Robert ist mit Magdalene allein in diesem Zimmer. Während er sich auf eine weiße Liege setzt, bringt sie schon eine Schüssel mit warmem Wasser und beginnt vorsichtig, sein Gesicht zu säubern. Das macht sie sehr sanft und sichtlich bemüht, ihm keine Schmerzen zuzufügen. Als sie ihm das Blut sorgfältig aus seiner tiefen Stirnfalte wischt, ergreift er seine Chance. Er schaut ihr direkt in die Augen und flüstert leise: „remember“
Ihr voller Mund verzieht sich zu einem Lächeln. „Was hast du gesagt? Tut mir Leid, ich habe dich nicht verstanden.“
Fast hat Robert damit gerechnet, aber trotzdem trifft es ihn gewaltig. Was ist da bloß los, wieso funktionieren seine Kräfte nicht mehr? Magdalenes blaue Augen, die immer noch fragend auf ihn gerichtet sind, bringen ihn wieder in die Wirklichkeit zurück.
„Nein, nein, schon gut, es ist nichts!“ Sie gibt sich damit zufrieden. Ohne weiter nachzufragen wäscht sie sein Gesicht ab und klebt ihm ein breites Pflaster auf die Stirn. „So, das wär’s!“ Sie fasst Robert leicht bei der Schulter und schiebt ihn in Richtung Tür. „Der Meister wartet schon auf dich.“ Vom Vorraum öffnet Magdalene eine Tür auf der linken Seite und lässt Robert, an sich vorbei, eintreten. Diesmal kommt Robert in ein dunkel und gemütlich wirkendes Büro. Die Wände sind rundum mit dunklem Holz verkleidet, die gegenüberliegende Fläche wird fast gänzlich von einer riesigen Bücherwand eingenommen, und davor dominiert ein großer Schreibtisch. Rechts neben der Tür lädt eine gemütliche Sitzgarnitur zum Lümmeln ein, links neben dem Schreibtisch ist die Wand halb geöffnet, doch lässt sich nicht erkennen, was dahinter ist.
„Mein Name ist Golubkardian.“ Lächelnd kommt der Schwarzgekleidete auf Robert zu, legt einen Arm um seine Schulter und führt ihn zu einem der tief gepolsterten Sessel. „Jetzt sag mir, wie du heißt und wieso du hier an unserer Pforte warst.“ Seine dunklen Augen ruhen forschend auf Robert. Robert spürt, dass von diesen Augen ein starker Zwang ausgeht. Er kann sich kaum aus diesem Blick lösen.

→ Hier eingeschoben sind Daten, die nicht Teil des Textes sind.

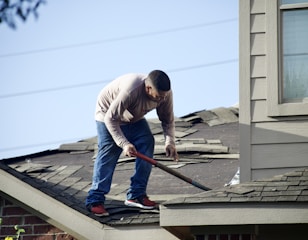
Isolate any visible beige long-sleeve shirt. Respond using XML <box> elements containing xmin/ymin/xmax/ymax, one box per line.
<box><xmin>95</xmin><ymin>74</ymin><xmax>175</xmax><ymax>148</ymax></box>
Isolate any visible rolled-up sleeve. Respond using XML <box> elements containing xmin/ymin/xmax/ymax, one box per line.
<box><xmin>157</xmin><ymin>91</ymin><xmax>175</xmax><ymax>146</ymax></box>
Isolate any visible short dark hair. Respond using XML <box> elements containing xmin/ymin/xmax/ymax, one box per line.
<box><xmin>148</xmin><ymin>70</ymin><xmax>171</xmax><ymax>91</ymax></box>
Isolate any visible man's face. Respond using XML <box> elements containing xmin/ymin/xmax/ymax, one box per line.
<box><xmin>147</xmin><ymin>86</ymin><xmax>168</xmax><ymax>102</ymax></box>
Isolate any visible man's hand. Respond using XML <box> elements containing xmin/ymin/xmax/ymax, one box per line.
<box><xmin>123</xmin><ymin>143</ymin><xmax>137</xmax><ymax>157</ymax></box>
<box><xmin>166</xmin><ymin>144</ymin><xmax>179</xmax><ymax>162</ymax></box>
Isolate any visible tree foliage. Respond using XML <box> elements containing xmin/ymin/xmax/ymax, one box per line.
<box><xmin>0</xmin><ymin>0</ymin><xmax>45</xmax><ymax>29</ymax></box>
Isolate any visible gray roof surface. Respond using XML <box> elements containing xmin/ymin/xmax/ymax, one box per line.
<box><xmin>163</xmin><ymin>168</ymin><xmax>308</xmax><ymax>205</ymax></box>
<box><xmin>0</xmin><ymin>107</ymin><xmax>239</xmax><ymax>225</ymax></box>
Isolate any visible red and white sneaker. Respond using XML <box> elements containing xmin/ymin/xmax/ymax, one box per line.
<box><xmin>124</xmin><ymin>196</ymin><xmax>157</xmax><ymax>209</ymax></box>
<box><xmin>89</xmin><ymin>204</ymin><xmax>109</xmax><ymax>217</ymax></box>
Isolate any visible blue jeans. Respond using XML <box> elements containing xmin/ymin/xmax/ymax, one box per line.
<box><xmin>86</xmin><ymin>119</ymin><xmax>154</xmax><ymax>206</ymax></box>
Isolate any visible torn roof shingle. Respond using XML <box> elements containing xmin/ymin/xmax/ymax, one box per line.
<box><xmin>163</xmin><ymin>168</ymin><xmax>308</xmax><ymax>205</ymax></box>
<box><xmin>0</xmin><ymin>108</ymin><xmax>238</xmax><ymax>225</ymax></box>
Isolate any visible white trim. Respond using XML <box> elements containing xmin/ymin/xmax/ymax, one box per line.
<box><xmin>266</xmin><ymin>0</ymin><xmax>308</xmax><ymax>117</ymax></box>
<box><xmin>0</xmin><ymin>169</ymin><xmax>177</xmax><ymax>240</ymax></box>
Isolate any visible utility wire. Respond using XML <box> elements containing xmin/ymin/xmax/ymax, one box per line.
<box><xmin>0</xmin><ymin>59</ymin><xmax>238</xmax><ymax>99</ymax></box>
<box><xmin>0</xmin><ymin>138</ymin><xmax>88</xmax><ymax>153</ymax></box>
<box><xmin>0</xmin><ymin>18</ymin><xmax>238</xmax><ymax>58</ymax></box>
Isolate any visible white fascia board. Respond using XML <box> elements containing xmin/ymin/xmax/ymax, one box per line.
<box><xmin>0</xmin><ymin>169</ymin><xmax>105</xmax><ymax>239</ymax></box>
<box><xmin>160</xmin><ymin>202</ymin><xmax>308</xmax><ymax>227</ymax></box>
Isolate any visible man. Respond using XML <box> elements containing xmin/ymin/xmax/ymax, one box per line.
<box><xmin>86</xmin><ymin>70</ymin><xmax>178</xmax><ymax>216</ymax></box>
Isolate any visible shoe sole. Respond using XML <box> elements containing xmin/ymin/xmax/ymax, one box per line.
<box><xmin>92</xmin><ymin>212</ymin><xmax>109</xmax><ymax>217</ymax></box>
<box><xmin>124</xmin><ymin>200</ymin><xmax>155</xmax><ymax>210</ymax></box>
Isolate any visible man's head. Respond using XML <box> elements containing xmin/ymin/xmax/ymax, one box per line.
<box><xmin>145</xmin><ymin>70</ymin><xmax>171</xmax><ymax>101</ymax></box>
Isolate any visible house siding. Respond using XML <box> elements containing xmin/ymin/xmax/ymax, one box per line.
<box><xmin>0</xmin><ymin>197</ymin><xmax>76</xmax><ymax>240</ymax></box>
<box><xmin>240</xmin><ymin>0</ymin><xmax>308</xmax><ymax>182</ymax></box>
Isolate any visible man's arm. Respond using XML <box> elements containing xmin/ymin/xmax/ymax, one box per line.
<box><xmin>157</xmin><ymin>90</ymin><xmax>179</xmax><ymax>161</ymax></box>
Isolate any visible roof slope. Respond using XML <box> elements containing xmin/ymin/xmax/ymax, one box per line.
<box><xmin>161</xmin><ymin>168</ymin><xmax>308</xmax><ymax>226</ymax></box>
<box><xmin>0</xmin><ymin>108</ymin><xmax>239</xmax><ymax>240</ymax></box>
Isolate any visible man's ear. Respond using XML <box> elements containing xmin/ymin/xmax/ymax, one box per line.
<box><xmin>145</xmin><ymin>85</ymin><xmax>152</xmax><ymax>93</ymax></box>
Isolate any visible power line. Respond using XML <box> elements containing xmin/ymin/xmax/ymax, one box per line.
<box><xmin>0</xmin><ymin>138</ymin><xmax>86</xmax><ymax>153</ymax></box>
<box><xmin>0</xmin><ymin>18</ymin><xmax>238</xmax><ymax>58</ymax></box>
<box><xmin>0</xmin><ymin>59</ymin><xmax>238</xmax><ymax>99</ymax></box>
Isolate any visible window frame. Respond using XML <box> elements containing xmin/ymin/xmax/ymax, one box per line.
<box><xmin>266</xmin><ymin>0</ymin><xmax>308</xmax><ymax>117</ymax></box>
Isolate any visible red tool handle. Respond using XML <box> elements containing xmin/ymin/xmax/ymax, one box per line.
<box><xmin>133</xmin><ymin>152</ymin><xmax>211</xmax><ymax>191</ymax></box>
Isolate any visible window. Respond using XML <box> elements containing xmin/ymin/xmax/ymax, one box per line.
<box><xmin>266</xmin><ymin>0</ymin><xmax>308</xmax><ymax>116</ymax></box>
<box><xmin>280</xmin><ymin>0</ymin><xmax>308</xmax><ymax>103</ymax></box>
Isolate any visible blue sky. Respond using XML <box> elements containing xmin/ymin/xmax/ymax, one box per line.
<box><xmin>0</xmin><ymin>0</ymin><xmax>239</xmax><ymax>159</ymax></box>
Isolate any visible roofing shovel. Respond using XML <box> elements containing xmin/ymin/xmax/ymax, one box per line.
<box><xmin>133</xmin><ymin>152</ymin><xmax>211</xmax><ymax>191</ymax></box>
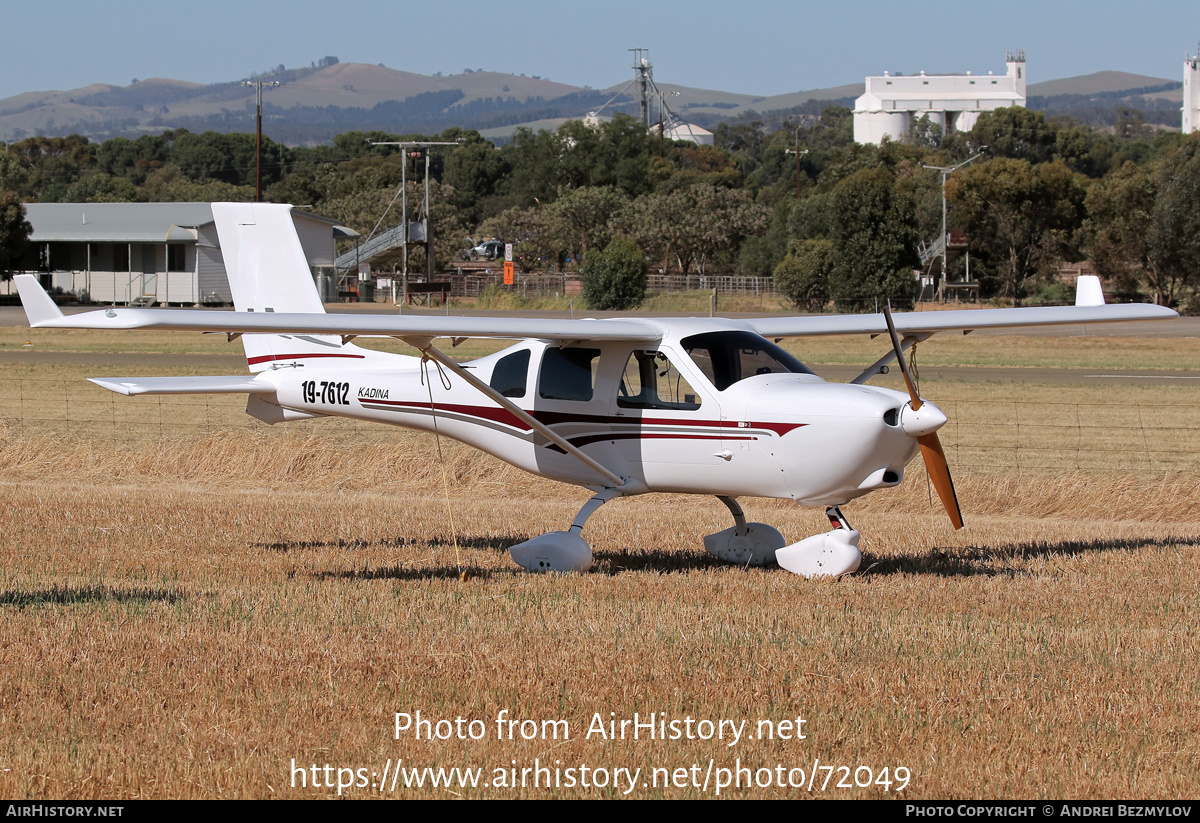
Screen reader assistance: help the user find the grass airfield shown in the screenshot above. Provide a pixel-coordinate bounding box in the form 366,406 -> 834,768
0,328 -> 1200,799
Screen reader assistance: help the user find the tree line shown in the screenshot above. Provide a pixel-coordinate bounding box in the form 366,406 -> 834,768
0,106 -> 1200,311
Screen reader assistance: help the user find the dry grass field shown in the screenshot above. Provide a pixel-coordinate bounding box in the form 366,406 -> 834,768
0,330 -> 1200,798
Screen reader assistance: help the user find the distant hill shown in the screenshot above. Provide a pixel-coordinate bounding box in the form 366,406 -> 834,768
0,58 -> 1182,145
1026,72 -> 1183,128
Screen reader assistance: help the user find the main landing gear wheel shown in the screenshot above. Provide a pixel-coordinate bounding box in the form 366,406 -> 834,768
509,488 -> 620,571
704,495 -> 787,566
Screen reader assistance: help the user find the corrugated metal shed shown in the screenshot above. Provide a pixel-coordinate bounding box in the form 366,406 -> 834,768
25,203 -> 212,242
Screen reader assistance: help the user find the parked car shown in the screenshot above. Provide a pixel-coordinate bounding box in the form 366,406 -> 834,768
458,240 -> 504,260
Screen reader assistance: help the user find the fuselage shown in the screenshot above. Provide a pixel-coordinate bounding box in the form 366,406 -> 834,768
250,319 -> 917,505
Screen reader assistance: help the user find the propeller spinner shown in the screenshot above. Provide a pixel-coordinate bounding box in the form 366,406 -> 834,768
883,305 -> 962,529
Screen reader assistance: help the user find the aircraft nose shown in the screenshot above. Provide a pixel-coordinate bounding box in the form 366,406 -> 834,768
900,402 -> 948,437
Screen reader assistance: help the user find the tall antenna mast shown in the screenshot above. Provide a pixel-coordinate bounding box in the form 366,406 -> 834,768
629,48 -> 654,128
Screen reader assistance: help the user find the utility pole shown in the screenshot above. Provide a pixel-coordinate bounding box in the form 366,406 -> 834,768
787,122 -> 809,200
367,140 -> 458,313
920,145 -> 988,299
241,80 -> 280,203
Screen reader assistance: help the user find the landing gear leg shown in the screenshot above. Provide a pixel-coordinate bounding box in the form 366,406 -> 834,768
509,488 -> 620,571
775,506 -> 863,577
704,494 -> 787,566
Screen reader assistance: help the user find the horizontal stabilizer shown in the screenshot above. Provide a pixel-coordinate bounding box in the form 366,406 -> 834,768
88,374 -> 275,396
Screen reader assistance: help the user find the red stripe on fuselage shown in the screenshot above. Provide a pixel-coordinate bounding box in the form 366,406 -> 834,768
359,397 -> 808,440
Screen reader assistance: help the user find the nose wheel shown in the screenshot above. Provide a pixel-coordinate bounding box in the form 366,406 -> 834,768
775,506 -> 863,577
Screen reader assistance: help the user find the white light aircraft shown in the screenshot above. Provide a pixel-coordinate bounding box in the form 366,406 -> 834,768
17,203 -> 1177,577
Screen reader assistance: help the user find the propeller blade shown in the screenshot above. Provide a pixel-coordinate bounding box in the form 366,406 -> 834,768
917,432 -> 962,529
883,304 -> 920,412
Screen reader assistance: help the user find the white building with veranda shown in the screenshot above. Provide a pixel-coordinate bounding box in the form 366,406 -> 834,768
854,49 -> 1026,145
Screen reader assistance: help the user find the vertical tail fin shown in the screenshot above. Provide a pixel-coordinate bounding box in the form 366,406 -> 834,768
212,203 -> 350,372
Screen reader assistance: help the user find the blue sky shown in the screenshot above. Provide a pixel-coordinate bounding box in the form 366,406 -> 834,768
0,0 -> 1200,98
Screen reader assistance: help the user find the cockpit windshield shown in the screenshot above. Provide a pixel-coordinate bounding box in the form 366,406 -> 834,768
683,331 -> 812,391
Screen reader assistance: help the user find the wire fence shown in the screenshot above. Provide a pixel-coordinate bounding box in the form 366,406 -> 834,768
0,378 -> 1200,475
441,271 -> 779,298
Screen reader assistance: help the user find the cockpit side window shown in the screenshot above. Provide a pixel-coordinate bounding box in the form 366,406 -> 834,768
488,349 -> 529,397
617,352 -> 701,412
683,331 -> 812,391
538,347 -> 600,401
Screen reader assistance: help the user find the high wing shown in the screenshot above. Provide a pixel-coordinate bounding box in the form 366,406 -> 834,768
749,304 -> 1178,337
13,275 -> 662,343
14,275 -> 1178,343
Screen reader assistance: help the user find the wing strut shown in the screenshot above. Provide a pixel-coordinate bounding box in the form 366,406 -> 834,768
412,338 -> 625,486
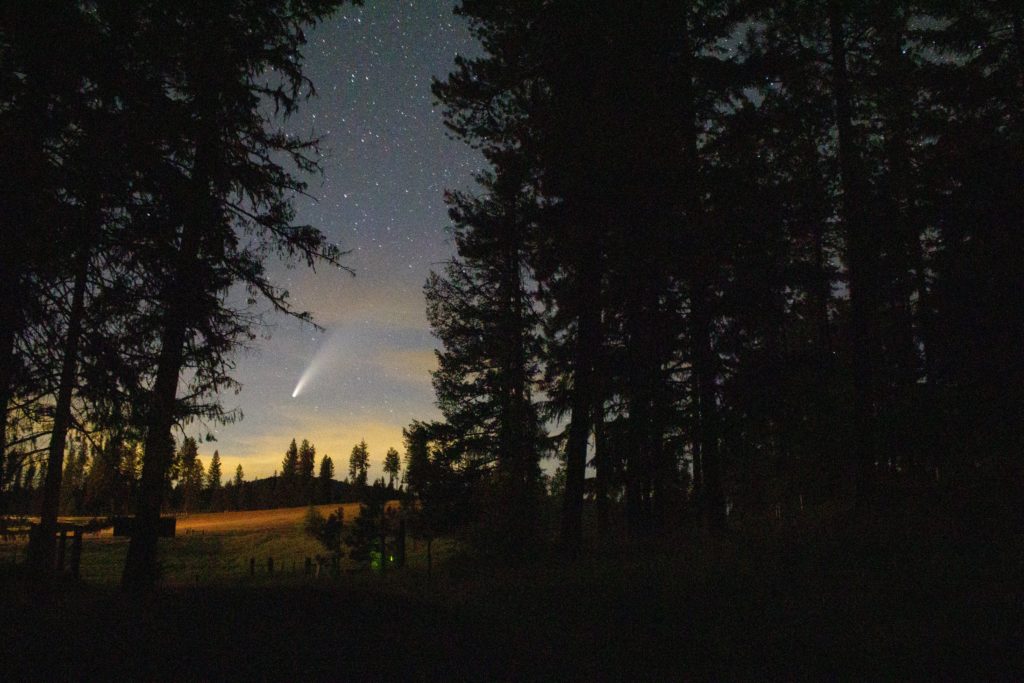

„Mein Name ist Robert, ich ... ich wollte mir nur diese Kirche anschauen.“ Robert versinkt tief in dem riesigen Rückenkissen. „Aber vor der Tür bin ich gestolpert und mit dem Gesicht gegen das Holz gefallen. Vielen Dank, dass Sie mir geholfen haben.“ „Das ist doch selbstverständlich, Robert.“ Der Mann lässt sich auf der Couch gegenüber nieder. „Diese Kirche ist unser Heim. Unsere Mitglieder üben hier eine äußerst interessante Tätigkeit aus. Nachdem du nun schon einmal hier bist, werde ich dir noch einiges zeigen, was dich interessieren wird.“ Damit geht er zu seinem Schreibtisch und nimmt einen kleinen Gegenstand aus der Schublade. Der dicke Teppichboden verschluckt seine Schritte. Lautlos kommt er zurück und hält seine geschlossene Hand vor Robert hin. „Zuerst gebe ich dir ein kleines Andenken mit, das dich immer an uns erinnern wird.“ Robert stemmt sich erstaunt aus dem bequemen Sessel. Die Faust seines Gegenübers öffnet sich langsam, und im diffusen Licht der indirekten Beleuchtung sieht Robert ein dunkles Etwas in der schlanken Hand liegen.
„Du kannst es ruhig anfassen“, lächelt der Schwarzgekleidete, „es wird dich nicht beißen.“
Robert nimmt den Gegenstand und hält ihn neugierig gegen das Licht, das von der Decke reflektiert wird. Ein blauer Stein, der die Form einer halben Kugel hat. Die glatte Fläche hat einen Durchmesser von ungefähr fünf Zentimetern. Irgendetwas ist da eingeritzt, aber Robert kann es nicht richtig erkennen. „Herr Golub...“ Robert stockt. Der Name war zu kompliziert, um ihn sich beim ersten Hören zu merken.